Thursday, March 16, 2006

Radio Caroline

[Psychobilly leads to 1980 leads to ...]

RADIO CAROLINE is a European radio station that originally commenced transmissions as an offshore radio station broadcasting from a ship anchored off the coast of South East England in international waters. Unlicensed by any government for the majority of its life, it was labelled as a pirate radio station.

A number of unlicensed radio stations have been located on ships anchored off Britain's coasts. Radio Caroline was the first such station to broadcast all-day using the English language. This, together with the station's tenacity in surviving for some forty years, has established Radio Caroline as a household name for offshore radio....

In 1974 the Dutch government passed laws to prohibit pirate radio. However Caroline continued broadcasting, this time moving its headquarters and the servicing operation to Spain. But in practice the Mi Amigo was tendered clandestinely from ports in Britain, France, Belgium and the Netherlands. Tenders and small boat owners were warned and in some cases prosecuted for ferrying staff and provisions out to the ship. Belgium had outlawed offshore radio in 1962 and its authorities took action to prosecute the advertisers. This cut the station's revenues.

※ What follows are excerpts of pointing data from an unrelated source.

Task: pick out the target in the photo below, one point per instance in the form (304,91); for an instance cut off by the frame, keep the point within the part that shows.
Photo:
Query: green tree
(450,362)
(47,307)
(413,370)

In addition, Belgian courts sentenced the owner and a number of DJs to fines and jail terms in absentia — although the prison terms were later cancelled.

The two stations experimented with several different broadcast frequencies. Alongside 259 (actually 253) metres, Caroline/Mi Amigo also tried out 192 (1562 kHz), then 212 (1412 kHz), before settling on 319 metres (actually 312 metres, 962 kHz — the "9" was again chosen because it rhymed with Caroline). In the later 1970s, a daytime service for Caroline was established, while Mi Amigo continued on its own frequency.

By the end of the 1970s conditions on the MV Mi Amigo had deteriorated. The ship was now 60 years old and had been used to house offshore radio stations for 20 years, since its original use as Sweden's Radio Nord in 1960. The ship drifted and went aground on sandbanks in the North Sea a couple of times in the late 1970s. Finally, in March 1980, the MV Mi Amigo floundered in a storm and began taking in water. The crew were rescued by lifeboat, but the Mi Amigo sank. Amazingly, as if in an act of defiance and following the tradition of Radio Caroline, the Mi Amigo's 200 foot mast remained erect, pointing skywards out of the sea for a further six years.